In-Database Relational Data from Joined Tables
If data tables from in-db databases have been joined with relations in the Views in Connection dialog, they can be treated as a single, virtual data table within Spotfire. In this case, there will be an additional field showing the source structure in the data panel as seen below. If no relations have been defined, each data table in the external data connection will be a separate data table within Spotfire as shown above.
Number |
Section |
Description |
1 |
Data table selector |
[Only available if more than one data table have been added to the analysis.] Lists all data tables in the analysis. Choose a different data table to view the columns in that data table instead. |
2 |
Expand button |
Expands the data panel so you can view tools and details about the selected data table or specific columns. If one column is selected in the Data panel, the expanded panel will show details about that column. If more than one column is selected, you will see an overview of the selected columns, and, if no column is selected, you get an overview of the entire data table. |
3 |
Source structure |
[Only available if the selected data table in Spotfire is built from more than one tables from the original database in a virtual join view.] Lists the underlying source structure from the database so that you can see which columns come from which original database table. |
4 |
Columns |
Lists all columns available in the selected data table. If the columns are shown 'Categorized', then columns of similar type are grouped together. You can change how columns are displayed here
from the data table view of the expanded data panel, by clicking
on the Sort order in data panel button,
|
Cube Data
When you are working with cube data from Microsoft SQL Server Analysis Services, Oracle Essbase or SAP BW you will have the option to show the underlying structure of the cube in the Data panel. This view is called 'Hierarchical' in the column list menu.

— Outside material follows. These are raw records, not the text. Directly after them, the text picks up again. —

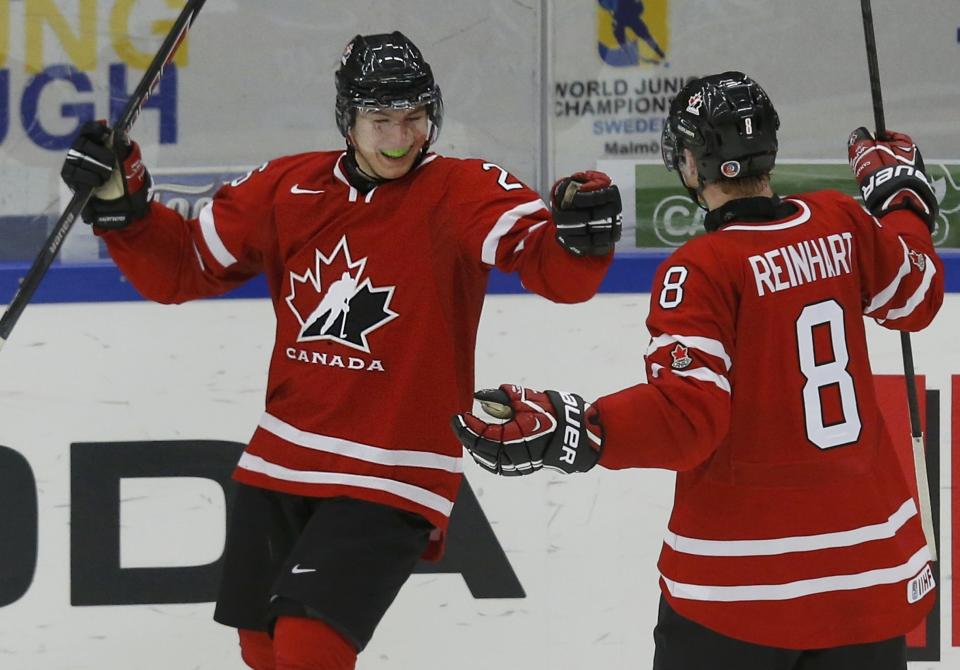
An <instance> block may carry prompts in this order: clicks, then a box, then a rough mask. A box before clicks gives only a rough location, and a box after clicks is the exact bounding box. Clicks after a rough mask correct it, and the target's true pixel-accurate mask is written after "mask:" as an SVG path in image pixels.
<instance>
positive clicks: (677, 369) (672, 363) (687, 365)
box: [670, 343, 693, 370]
mask: <svg viewBox="0 0 960 670" xmlns="http://www.w3.org/2000/svg"><path fill="white" fill-rule="evenodd" d="M689 352H690V350H689V349H687V348H686V347H685V346H683V345H682V344H680V343H677V346H675V347H674V348H673V351H671V352H670V356H672V357H673V362H672V363H671V364H670V367H671V368H673V369H674V370H684V369H686V368H688V367H690V364H691V363H693V359H692V358H690V356H689Z"/></svg>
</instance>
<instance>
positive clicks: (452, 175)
mask: <svg viewBox="0 0 960 670" xmlns="http://www.w3.org/2000/svg"><path fill="white" fill-rule="evenodd" d="M434 156H435V158H434ZM429 159H432V161H431V162H430V164H429V165H424V164H421V166H420V167H419V168H418V170H423V171H424V173H425V174H429V175H430V178H431V179H437V180H442V182H443V184H444V188H445V190H446V191H447V192H448V193H450V194H452V195H455V196H456V197H457V199H458V200H461V201H471V200H488V199H490V198H496V199H499V198H500V197H501V196H503V195H504V194H505V193H508V194H509V198H512V199H517V200H519V201H524V202H526V201H529V200H530V199H531V198H533V197H537V198H539V195H537V194H535V193H532V189H530V187H529V186H527V184H526V183H524V182H523V181H522V180H521V179H520V178H519V177H517V176H516V175H514V174H513V173H512V172H510V171H508V170H507V169H506V168H505V167H503V166H501V165H500V164H498V163H494V162H491V161H489V160H487V159H485V158H453V157H449V156H440V155H438V154H431V155H430V156H428V157H427V160H429ZM424 163H426V160H425V161H424Z"/></svg>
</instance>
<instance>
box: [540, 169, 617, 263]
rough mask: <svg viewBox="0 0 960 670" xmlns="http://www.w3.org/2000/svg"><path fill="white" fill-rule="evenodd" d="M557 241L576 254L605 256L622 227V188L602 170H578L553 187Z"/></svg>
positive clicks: (587, 255) (554, 218)
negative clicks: (621, 221) (611, 179)
mask: <svg viewBox="0 0 960 670" xmlns="http://www.w3.org/2000/svg"><path fill="white" fill-rule="evenodd" d="M550 204H551V209H552V210H553V221H554V224H555V225H556V227H557V241H558V242H560V244H561V245H562V246H563V248H564V249H566V250H567V251H569V252H570V253H572V254H573V255H575V256H605V255H607V254H609V253H610V252H611V251H613V248H614V245H616V243H617V241H618V240H619V239H620V229H621V227H622V223H621V215H620V212H621V211H622V210H623V205H622V204H621V202H620V189H618V188H617V187H616V186H614V185H613V184H611V183H610V177H608V176H607V175H605V174H604V173H603V172H597V171H595V170H590V171H587V172H577V173H576V174H573V175H571V176H569V177H564V178H563V179H560V180H559V181H557V183H555V184H554V185H553V188H552V189H551V191H550Z"/></svg>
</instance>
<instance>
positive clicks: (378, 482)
mask: <svg viewBox="0 0 960 670" xmlns="http://www.w3.org/2000/svg"><path fill="white" fill-rule="evenodd" d="M237 467H239V468H241V469H243V470H247V471H249V472H258V473H260V474H263V475H267V476H268V477H272V478H273V479H280V480H283V481H287V482H297V483H301V484H330V485H334V486H355V487H357V488H362V489H373V490H376V491H384V492H386V493H392V494H393V495H395V496H399V497H400V498H404V499H406V500H410V501H411V502H415V503H417V504H418V505H423V506H424V507H427V508H429V509H432V510H434V511H436V512H439V513H440V514H442V515H444V516H447V517H448V516H450V511H451V510H452V509H453V501H451V500H447V499H446V498H444V497H443V496H441V495H437V494H436V493H434V492H433V491H428V490H427V489H424V488H420V487H419V486H413V485H412V484H405V483H403V482H398V481H396V480H394V479H385V478H383V477H370V476H368V475H351V474H347V473H344V472H317V471H314V470H293V469H290V468H285V467H283V466H282V465H277V464H276V463H271V462H270V461H267V460H265V459H263V458H261V457H259V456H254V455H253V454H248V453H246V452H244V453H243V455H242V456H241V457H240V462H239V463H238V464H237Z"/></svg>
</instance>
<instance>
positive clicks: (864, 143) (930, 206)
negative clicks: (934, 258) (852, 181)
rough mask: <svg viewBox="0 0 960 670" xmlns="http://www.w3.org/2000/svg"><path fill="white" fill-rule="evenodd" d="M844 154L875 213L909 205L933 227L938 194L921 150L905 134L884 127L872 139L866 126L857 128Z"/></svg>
mask: <svg viewBox="0 0 960 670" xmlns="http://www.w3.org/2000/svg"><path fill="white" fill-rule="evenodd" d="M847 157H848V159H849V161H850V169H851V170H853V174H854V177H856V179H857V183H858V184H859V185H860V192H861V193H862V194H863V202H864V204H865V205H866V207H867V209H868V210H870V211H871V212H872V213H873V215H874V216H877V217H881V216H883V215H884V214H886V213H887V212H891V211H893V210H896V209H911V210H913V211H914V212H916V213H917V214H919V215H920V217H921V218H922V219H923V220H924V221H925V222H926V224H927V226H928V227H929V228H930V229H931V230H933V224H934V222H935V221H936V219H937V213H938V211H939V205H938V204H937V196H936V194H934V192H933V189H932V188H930V183H929V181H928V180H927V177H926V174H925V172H924V165H923V157H922V156H921V155H920V150H919V149H918V148H917V145H915V144H914V143H913V140H912V139H910V137H909V136H908V135H904V134H903V133H895V132H891V131H887V133H886V134H885V135H884V137H883V138H882V139H874V138H873V136H871V135H870V131H869V130H867V129H866V128H863V127H860V128H857V129H856V130H854V131H853V132H852V133H850V140H849V142H848V143H847Z"/></svg>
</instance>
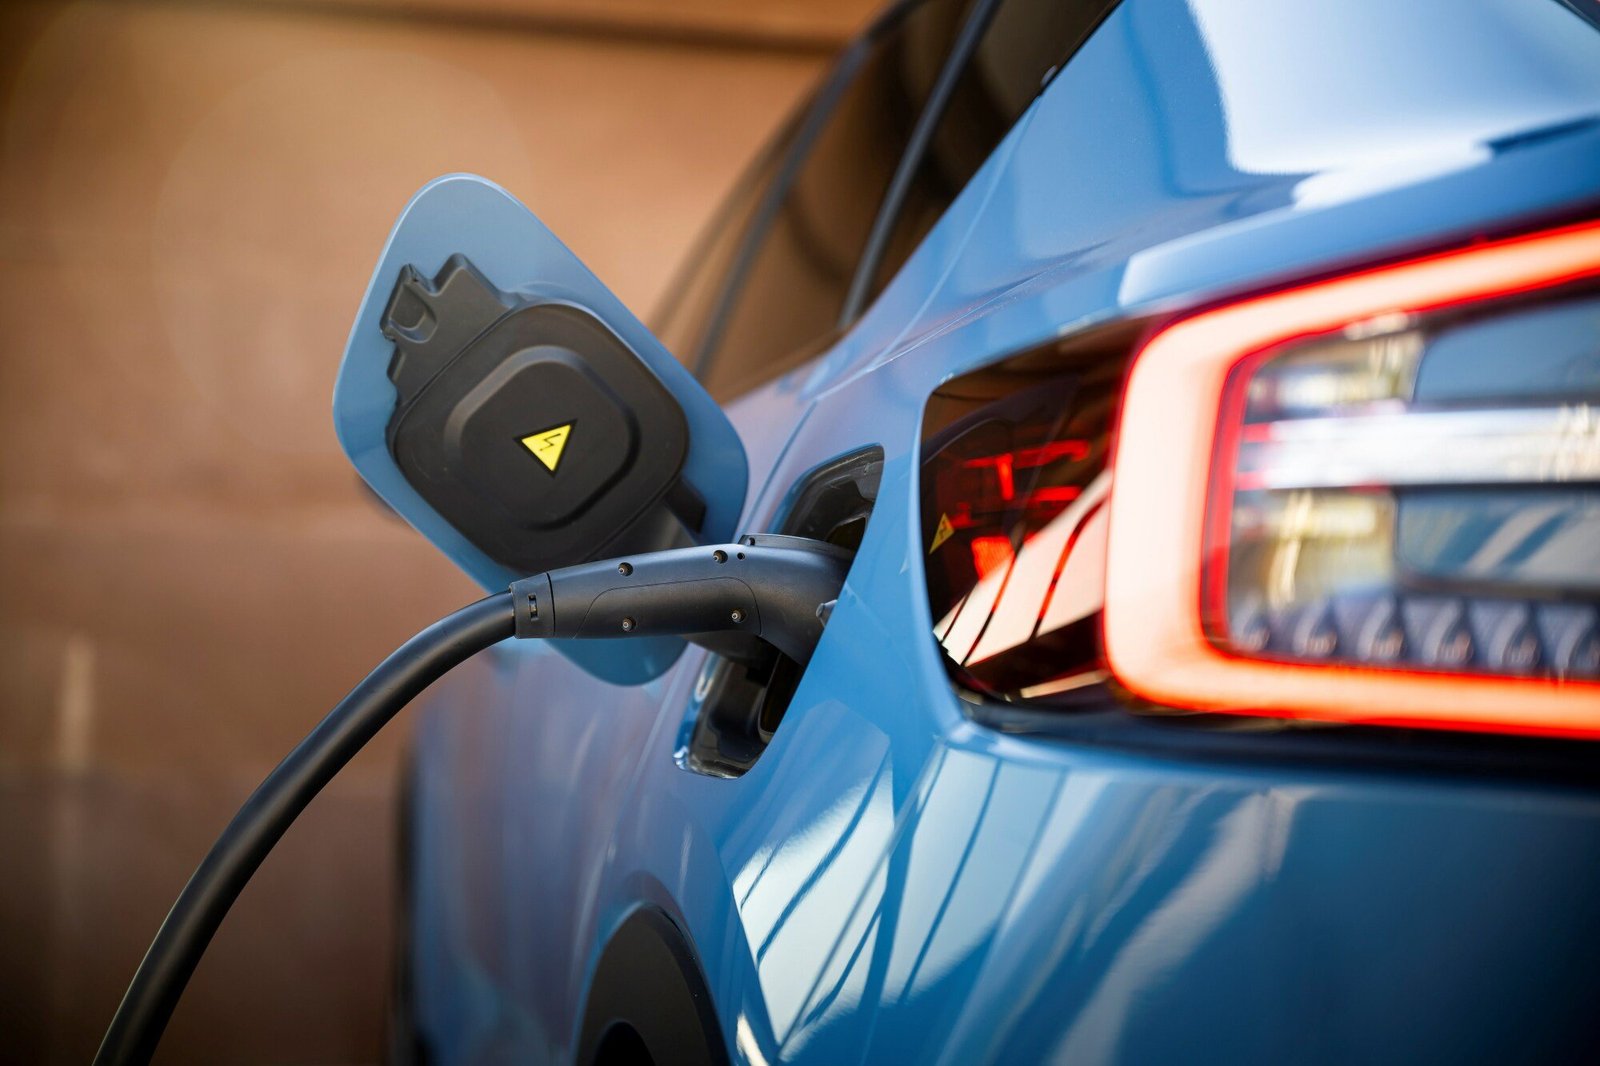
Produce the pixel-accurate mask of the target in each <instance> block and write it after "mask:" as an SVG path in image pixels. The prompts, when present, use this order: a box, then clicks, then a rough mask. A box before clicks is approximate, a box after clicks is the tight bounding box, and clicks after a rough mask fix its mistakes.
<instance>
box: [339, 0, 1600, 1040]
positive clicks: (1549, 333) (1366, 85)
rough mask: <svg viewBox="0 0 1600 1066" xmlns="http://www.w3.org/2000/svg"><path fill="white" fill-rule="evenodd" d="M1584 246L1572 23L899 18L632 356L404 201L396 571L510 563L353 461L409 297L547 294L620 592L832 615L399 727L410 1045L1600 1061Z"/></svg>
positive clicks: (1589, 193)
mask: <svg viewBox="0 0 1600 1066" xmlns="http://www.w3.org/2000/svg"><path fill="white" fill-rule="evenodd" d="M622 155H624V157H626V146H624V152H622ZM619 165H626V158H619ZM534 206H538V205H534ZM1597 219H1600V14H1597V8H1595V6H1594V5H1592V3H1590V2H1589V0H1571V2H1570V3H1563V2H1560V0H1475V2H1472V3H1462V2H1461V0H1451V2H1445V0H1406V2H1405V3H1395V2H1392V0H1341V2H1339V3H1328V2H1326V0H1323V2H1320V3H1317V2H1310V0H1270V2H1267V0H1261V2H1258V0H1120V2H1112V0H1048V2H1045V0H971V2H966V0H910V2H906V3H898V5H894V6H893V8H890V10H888V11H885V13H883V14H882V18H880V19H877V22H875V24H874V26H872V27H870V29H867V30H866V34H864V35H862V37H861V38H859V40H858V42H854V43H853V45H851V46H848V48H846V50H845V51H843V54H842V56H840V58H838V61H837V62H835V64H834V67H832V70H830V74H827V77H826V78H824V80H822V82H821V83H819V85H818V88H816V91H814V93H813V94H811V98H810V101H808V102H806V104H805V106H803V107H802V109H800V110H798V112H797V114H795V115H792V118H790V120H789V122H787V123H786V126H784V128H782V130H781V131H779V134H778V136H776V139H774V141H773V142H771V146H770V147H768V149H766V150H765V152H763V154H762V155H760V157H758V158H757V160H755V162H754V163H752V166H750V168H749V171H747V174H746V178H744V179H742V181H741V184H739V186H738V187H736V190H734V192H733V195H731V198H730V202H728V205H726V208H725V210H723V211H722V214H720V216H718V219H717V221H715V224H714V226H712V227H710V229H709V230H707V234H706V237H704V240H702V242H701V245H699V246H698V248H696V250H694V251H693V253H691V254H690V256H688V262H686V267H685V269H683V272H682V275H680V279H678V282H677V283H675V287H674V290H672V293H670V296H669V299H667V301H666V304H664V307H662V309H661V314H659V315H658V317H656V319H654V327H653V330H646V328H645V327H643V325H642V323H640V320H638V319H637V317H634V314H630V312H629V311H627V309H626V307H622V306H621V304H619V303H618V301H616V298H614V296H611V295H610V293H608V291H605V288H603V287H602V285H600V283H598V280H595V279H594V275H592V274H589V272H587V271H586V269H584V267H582V264H579V262H578V261H576V258H573V256H571V253H568V251H566V250H565V248H563V246H562V245H560V242H558V240H555V237H554V235H550V234H549V230H546V229H544V227H542V224H539V222H538V219H536V218H533V214H530V213H528V211H526V210H525V208H522V206H520V205H517V203H515V202H514V200H510V198H509V197H507V195H506V194H504V192H501V190H499V189H496V187H494V186H493V184H490V182H486V181H483V179H478V178H470V176H451V178H445V179H442V181H438V182H435V184H432V186H429V187H427V189H424V192H422V194H419V197H418V200H416V202H413V205H411V206H410V208H408V211H406V214H405V216H403V218H402V221H400V224H398V226H397V230H395V235H394V238H392V242H390V246H389V250H387V251H386V253H384V259H382V262H381V264H379V269H378V272H376V275H374V282H373V291H371V293H370V296H368V301H366V304H365V306H363V309H362V317H360V319H358V320H357V325H355V331H354V333H352V347H350V354H349V355H347V363H346V378H342V379H341V394H339V399H338V418H339V426H341V434H342V435H344V440H346V445H347V448H349V450H350V455H352V458H354V459H355V461H357V466H358V467H362V471H363V474H366V477H368V480H370V482H371V483H373V485H374V488H378V491H381V493H382V495H384V496H386V498H387V499H389V501H390V503H394V504H395V507H397V509H398V511H400V512H402V514H403V515H405V517H408V519H410V520H411V522H413V523H414V525H416V527H418V528H419V530H421V531H422V533H424V535H427V536H430V538H432V539H434V541H435V543H437V544H438V546H440V547H442V551H445V552H448V554H451V557H454V559H456V560H458V562H461V565H462V567H466V568H467V570H469V571H470V573H474V575H475V576H478V578H480V579H482V583H483V584H485V587H490V589H498V587H504V586H506V583H507V581H509V579H514V578H517V576H522V573H528V571H531V570H536V568H539V567H534V562H536V560H533V562H528V563H526V565H525V563H523V559H522V557H518V555H517V551H518V549H517V544H512V543H510V541H506V543H496V541H494V536H496V535H494V531H493V530H488V527H478V525H475V523H478V522H480V520H485V522H486V519H483V515H485V514H486V511H485V509H483V507H480V506H478V504H475V503H474V499H477V496H472V495H470V493H469V495H466V496H462V495H459V493H458V495H451V493H453V491H456V490H454V488H453V487H448V485H442V483H440V485H434V487H432V488H429V487H427V485H424V483H422V482H421V480H418V477H411V479H410V480H408V479H406V477H405V474H406V463H413V464H419V463H424V459H422V458H416V455H411V453H408V451H406V450H408V448H422V445H421V443H408V440H410V439H408V437H406V432H410V431H408V429H406V424H402V423H397V421H394V416H392V411H394V410H397V408H395V402H397V400H395V395H397V391H398V395H400V397H402V399H400V402H402V403H405V402H406V395H408V392H406V389H408V387H413V386H414V387H416V389H421V387H422V384H419V383H421V381H422V376H426V375H421V371H419V376H418V381H416V383H413V384H411V386H408V384H406V381H405V379H403V378H405V375H406V373H411V368H413V367H419V365H421V363H413V362H406V360H413V359H422V355H421V354H426V351H424V346H422V344H424V339H426V338H424V335H427V333H429V330H434V328H435V325H437V327H438V330H437V333H440V335H442V333H446V331H448V330H446V328H445V322H443V320H442V319H440V320H438V322H437V323H435V317H437V315H435V311H437V306H434V304H427V301H424V303H414V301H413V303H408V301H410V299H411V298H410V296H406V291H414V293H424V295H427V296H429V299H435V298H438V293H443V291H456V293H458V296H461V293H469V295H466V296H461V301H462V304H461V306H467V304H472V301H478V304H472V306H480V304H482V306H483V307H490V309H491V311H493V307H501V304H494V303H493V301H494V299H499V296H502V295H506V293H523V295H525V296H526V295H528V293H533V295H534V296H536V298H538V299H542V301H546V304H549V306H560V307H566V309H568V311H573V309H576V311H573V314H579V312H581V315H587V317H584V319H582V322H586V323H589V325H584V327H582V328H586V330H590V331H592V336H594V338H595V339H594V341H592V343H594V344H595V346H600V347H605V346H614V347H616V351H619V352H630V354H632V357H637V363H634V365H635V368H637V367H645V368H648V381H646V379H645V378H640V381H638V383H634V384H629V386H627V389H635V386H637V389H638V395H642V397H643V395H645V394H646V392H648V395H651V397H656V400H650V402H651V403H658V400H659V403H658V407H656V408H650V410H651V413H648V415H638V416H637V418H635V416H634V415H619V416H614V411H613V410H611V408H610V407H606V403H610V400H606V399H605V395H610V392H606V389H613V386H611V384H605V387H602V386H594V387H592V391H594V395H595V397H598V399H594V397H592V399H590V400H584V403H589V407H584V408H582V411H584V413H579V415H566V413H562V411H554V410H552V411H550V413H539V415H536V416H534V415H530V416H528V418H526V419H525V423H526V424H525V434H526V435H520V434H522V432H523V431H518V442H520V443H518V442H512V443H504V442H499V439H498V437H496V439H494V442H491V443H493V447H502V443H504V447H506V448H510V450H512V451H517V450H518V448H520V450H522V459H520V461H523V463H525V464H530V466H526V472H523V474H518V477H525V479H531V480H526V482H522V483H525V485H536V490H538V491H539V493H546V491H549V493H555V491H557V488H550V487H558V485H560V483H562V482H560V479H562V475H563V474H565V472H566V471H570V469H579V464H581V463H590V461H592V463H594V464H597V466H595V467H594V469H595V471H600V469H602V466H603V467H605V471H603V472H602V474H595V477H597V479H602V480H605V479H611V480H608V482H605V483H606V485H611V483H618V485H621V483H624V482H622V480H618V479H624V480H626V479H629V477H634V472H635V469H638V467H643V466H648V464H650V463H656V461H658V459H661V463H664V464H666V466H667V467H670V469H672V471H682V472H683V482H682V485H683V487H685V488H682V491H678V493H677V495H672V493H670V491H669V493H667V495H666V496H661V499H664V501H666V504H664V506H666V507H667V511H670V512H672V515H675V519H674V522H677V525H675V527H674V528H675V530H677V531H675V533H672V535H662V538H659V539H661V543H662V544H670V543H680V544H682V543H690V544H696V543H699V544H710V543H733V538H734V535H746V533H754V535H784V536H797V538H808V539H810V541H813V543H824V544H829V546H832V547H830V549H829V551H832V552H834V554H835V555H837V557H838V559H842V560H848V575H846V578H845V581H843V587H842V591H840V594H838V597H837V600H829V602H827V603H826V605H824V608H822V615H821V616H822V618H824V621H826V629H824V631H822V634H821V639H819V642H818V643H816V647H814V653H811V655H810V661H805V663H802V661H800V659H797V658H794V656H789V655H784V653H781V651H778V650H776V648H771V647H765V648H762V650H757V651H750V648H749V647H746V648H742V650H733V648H725V647H722V645H718V643H717V642H715V640H696V642H683V640H680V639H677V637H666V635H656V637H648V639H640V640H637V642H629V640H611V642H546V643H541V642H528V643H515V645H510V643H507V645H502V647H498V648H494V650H491V651H488V653H483V655H480V656H477V658H475V659H474V661H472V663H469V664H467V666H464V667H462V669H459V671H456V672H454V674H451V675H450V677H448V679H445V680H443V682H440V683H438V685H437V687H435V690H434V693H432V696H430V699H429V704H427V707H426V709H424V711H422V714H421V717H419V725H418V730H416V741H414V751H413V759H411V765H410V768H408V781H406V789H405V794H406V802H405V816H403V823H405V850H403V868H405V869H403V877H402V880H403V884H405V908H403V922H402V925H403V928H402V936H400V943H402V952H400V960H398V962H400V965H398V967H397V970H398V978H400V980H398V988H397V996H395V1005H397V1007H395V1029H397V1034H398V1036H397V1050H398V1053H400V1055H402V1056H411V1058H414V1060H418V1061H427V1063H438V1064H458V1063H462V1064H466V1063H475V1064H478V1063H512V1061H517V1063H542V1061H550V1063H581V1064H584V1066H589V1064H614V1063H747V1064H750V1066H766V1064H771V1066H776V1064H778V1063H826V1064H830V1066H837V1064H840V1063H963V1064H966V1063H1032V1061H1061V1063H1190V1061H1216V1063H1234V1064H1243V1063H1274V1064H1278V1063H1446V1061H1448V1063H1459V1061H1485V1063H1555V1061H1595V1060H1597V1058H1600V787H1597V786H1600V747H1597V739H1600V221H1597ZM406 269H410V271H411V272H410V274H406ZM442 272H443V274H442ZM397 279H400V285H398V288H397ZM406 285H411V287H413V290H406ZM469 290H470V291H469ZM530 299H531V296H530ZM485 301H486V303H485ZM541 306H544V304H541ZM485 314H488V312H485ZM493 314H499V312H498V311H494V312H493ZM493 314H490V317H493ZM562 314H566V312H562ZM482 320H485V322H486V320H488V319H482ZM576 320H578V319H573V322H576ZM563 328H566V327H563ZM571 328H578V327H571ZM472 330H477V325H474V327H472V328H470V330H469V328H466V327H462V328H461V330H458V333H459V335H461V336H469V335H470V333H472ZM419 338H421V339H419ZM458 339H459V338H458ZM429 343H432V341H429ZM397 344H398V346H400V351H402V357H400V359H395V362H394V363H390V354H392V352H394V346H397ZM408 344H410V346H411V347H408ZM528 351H534V349H528ZM608 351H610V349H608ZM669 352H670V355H669ZM619 359H621V357H619ZM618 365H619V367H621V363H618ZM386 371H387V376H386ZM496 373H501V371H496ZM507 373H509V371H507ZM517 373H522V371H517ZM550 373H554V371H550ZM562 373H568V371H562ZM582 373H587V371H582ZM582 373H579V370H571V375H574V381H576V379H578V378H582ZM618 373H622V371H618ZM629 373H634V371H629ZM584 381H587V378H584ZM606 381H610V379H606ZM629 381H634V379H632V378H630V379H629ZM602 384H603V383H602ZM646 386H648V387H646ZM574 387H576V386H574ZM582 387H584V389H590V386H589V384H586V386H582ZM616 389H622V386H616ZM613 391H614V389H613ZM539 395H542V394H539ZM586 395H587V394H586ZM618 395H621V392H619V394H618ZM662 397H666V399H662ZM669 400H670V402H669ZM474 402H475V400H474ZM536 402H539V400H538V397H534V399H533V400H530V403H536ZM643 402H645V400H638V403H643ZM485 403H486V402H485ZM624 407H626V405H624ZM658 408H659V410H658ZM462 410H464V408H462ZM634 410H642V408H637V405H635V408H634ZM613 416H614V418H613ZM440 418H443V416H440ZM606 419H611V421H606ZM630 419H632V421H630ZM656 424H659V426H666V427H667V429H662V431H661V432H662V434H666V435H667V437H666V439H670V440H669V445H661V447H656V445H651V443H650V442H651V440H656V437H654V435H653V434H654V432H656V431H654V429H650V427H651V426H656ZM507 440H509V439H507ZM514 445H515V447H514ZM453 447H454V445H453ZM477 447H480V445H477V443H474V442H472V440H470V439H466V437H464V443H461V448H462V451H461V455H466V456H467V458H470V455H469V453H470V450H472V448H477ZM482 447H483V448H490V447H491V445H490V443H483V445H482ZM606 448H613V451H614V455H613V451H606ZM408 455H410V456H411V458H408ZM451 455H454V453H451ZM662 456H666V458H662ZM456 458H458V459H459V456H456ZM669 459H670V461H669ZM451 461H454V459H451ZM461 461H462V463H466V461H467V459H461ZM507 461H509V459H507ZM442 463H443V459H442ZM533 464H538V466H533ZM606 464H608V466H606ZM541 467H542V469H541ZM451 469H454V467H451ZM573 477H576V474H574V475H573ZM538 479H544V480H538ZM597 483H598V482H597ZM530 491H533V490H530ZM674 491H677V490H674ZM653 493H654V495H659V493H656V490H648V491H646V490H640V491H638V499H645V498H646V496H651V498H653ZM624 495H626V493H624ZM579 496H581V493H579V495H578V496H573V498H571V499H566V498H562V499H563V501H565V503H562V507H565V506H568V503H570V504H571V507H573V509H579V507H582V506H589V504H587V503H584V499H587V498H584V499H579ZM552 498H554V496H552ZM552 506H554V504H552ZM573 512H574V514H576V511H573ZM627 520H629V522H635V520H634V519H627ZM651 520H654V519H651ZM618 522H622V520H621V519H619V520H618ZM638 522H645V520H643V519H638V520H637V522H635V525H637V523H638ZM565 528H566V527H562V525H560V523H558V522H552V523H550V525H549V530H546V535H547V536H550V538H558V536H565V535H566V533H563V530H565ZM571 528H576V527H571ZM586 528H589V527H586ZM618 528H621V527H618ZM629 528H634V527H629ZM696 531H698V533H696ZM541 536H542V535H541ZM574 536H576V535H574ZM584 536H589V538H592V536H594V535H592V531H590V533H587V535H584ZM674 538H675V539H674ZM512 539H514V538H512ZM568 539H573V538H571V536H570V538H568ZM578 539H582V538H578ZM602 539H603V538H602ZM496 544H499V546H496ZM507 544H509V546H507ZM629 544H632V541H629ZM627 551H632V549H630V547H629V549H627ZM563 552H565V554H563ZM622 554H624V552H622V551H614V549H613V546H610V543H600V541H598V539H597V541H595V543H570V544H563V546H562V549H560V551H558V552H555V555H557V557H560V559H566V560H571V559H586V557H589V559H603V557H610V555H622ZM626 623H632V619H630V618H629V619H624V629H626V627H629V624H626Z"/></svg>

Note: Since the hierarchical structure varies with the data source, you may see a different structure than the one below, which shows an example of an Oracle Essbase cube.
Number |
Section |
Description |
1 |
Data table selector |
[Only available if more than one data table have been added to the analysis.] Lists all data tables in the analysis. Choose a different data table to view the columns in that data table instead. (The expanded data panel does not support cube data sources.) |
2 |
Source structure |
If the data is shown with a hierarchical structure, the underlying structure of the data source is shown here. Top levels can be expanded to reveal, for example, the different levels in a hierarchy. See Icon Descriptions for an explanation of the icons in the hierarchical view. It is recommended to use the hierarchical view when working with cube data, to avoid mixing unrelated columns in one visualization. See the section Cubes in Spotfire under Connectors or the separate document Working with Cubes (available under Spotfire Analyst on the TIBCO Product Documentation web portal) for more information about different systems. |
Note: When working with in-db cube data it is not possible to create filters for measures or sets, only for dimension columns. This is because the cube calculates the measures in the context of the selected dimensions.